While timber is at risk to biological decay, a combination of appropriate design and material selection will mitigate this risk. Projects such as WoodBuild, PerformWood and DuraTB have increased our understanding of the performance of wood in service. This has led to modelling of products during their service life, as well as providing guidance for avoiding risks of decay often associated with prolonged exposure to high moisture levels.
Another study shows that the use of mass timber construction such as CLT led to lower on-site labour costs, a lower environmental impact and the possibility of improved amenity and reduced running costs for owners and occupiers.
The performance or service life of wood products is based on a combination of end use and degrading parameters. The concept of ‘use classes’ is related to the susceptibility to biological attack of an element and depends on differences in exposure environments.
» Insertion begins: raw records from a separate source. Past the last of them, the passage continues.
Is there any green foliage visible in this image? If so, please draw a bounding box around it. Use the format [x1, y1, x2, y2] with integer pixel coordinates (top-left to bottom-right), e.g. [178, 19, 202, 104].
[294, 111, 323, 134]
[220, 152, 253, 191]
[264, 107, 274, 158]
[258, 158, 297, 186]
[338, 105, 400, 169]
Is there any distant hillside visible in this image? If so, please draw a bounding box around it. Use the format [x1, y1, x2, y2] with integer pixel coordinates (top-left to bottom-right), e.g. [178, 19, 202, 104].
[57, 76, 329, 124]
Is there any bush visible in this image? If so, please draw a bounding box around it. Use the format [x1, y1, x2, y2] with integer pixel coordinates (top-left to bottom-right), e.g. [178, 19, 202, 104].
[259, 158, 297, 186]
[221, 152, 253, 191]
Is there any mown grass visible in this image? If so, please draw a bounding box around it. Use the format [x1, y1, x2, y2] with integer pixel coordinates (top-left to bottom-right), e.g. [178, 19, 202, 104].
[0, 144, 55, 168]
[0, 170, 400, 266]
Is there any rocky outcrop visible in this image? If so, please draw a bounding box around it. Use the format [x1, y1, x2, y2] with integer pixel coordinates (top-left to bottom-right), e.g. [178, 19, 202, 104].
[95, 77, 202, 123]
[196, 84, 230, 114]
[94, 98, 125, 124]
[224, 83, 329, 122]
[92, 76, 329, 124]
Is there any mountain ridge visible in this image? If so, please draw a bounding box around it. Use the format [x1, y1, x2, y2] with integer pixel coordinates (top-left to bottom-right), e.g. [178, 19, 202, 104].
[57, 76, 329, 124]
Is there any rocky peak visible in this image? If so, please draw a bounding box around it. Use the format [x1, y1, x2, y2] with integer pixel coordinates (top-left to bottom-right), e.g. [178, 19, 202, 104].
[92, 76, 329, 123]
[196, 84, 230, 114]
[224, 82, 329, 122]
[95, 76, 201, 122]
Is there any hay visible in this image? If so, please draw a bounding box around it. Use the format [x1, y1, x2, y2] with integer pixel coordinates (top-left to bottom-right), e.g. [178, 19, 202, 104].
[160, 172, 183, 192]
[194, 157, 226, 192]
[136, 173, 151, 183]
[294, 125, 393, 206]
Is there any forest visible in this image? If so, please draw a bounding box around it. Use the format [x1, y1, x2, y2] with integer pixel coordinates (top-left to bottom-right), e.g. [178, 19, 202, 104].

Use classes are further defined by the time wood is exposed to high moisture levels (often defined as 20%).
Similarly the design of timber components and structures plays an important role in service life. For example, service life increases when avoiding ground contact, covering end grains and avoiding moisture traps.
In Europe, CEN/TC 38 aims to progress standards for wood preservatives and preservative-treated wood, modified wood and untreated wood. It is developing terminology, analytical methods, biological tests, classifications and specifications, in accordance with market needs and European regulations.
This has helped lead to a gradual shift from traditional wood preservation to wood protection, which is based not only on the inherent characteristics of the wood itself but also on design, maintenance, exposure and moisture risk.
Life cycle analysis addresses the entire life cycle of a product and a wide range of environmental impacts, avoiding ‘problem shifting’ – for example from one life cycle stage to another or from one environmental compartment to another.
Biological durability is the key factor determining performance for wood in different use classes. The robust laboratory and field test methods that exist make it possible to assign a durability rating (from non-durable to very durable) to timber linked to the intended use class and assuming a worst-case scenario.
The use of heartwood from more durable timber species, wood preservatives or modified wood can also improve the service life of outdoor products. Despite these, better design must also play a part in ensuring their satisfactory service life. While timber indoors (use classes 1 and 2) would normally be dry, care must be taken during construction to ensure that elements are kept dry or allowed to dry. Internal timber should also be protected from interstitial condensation, such as moisture from wet rooms, or from poor design such as moisture ingress through building elements.
While work is ongoing in these areas, it is hoped that developments will continue to advance opportunities for timber, and in particular engineered wood products, to meet modern construction needs.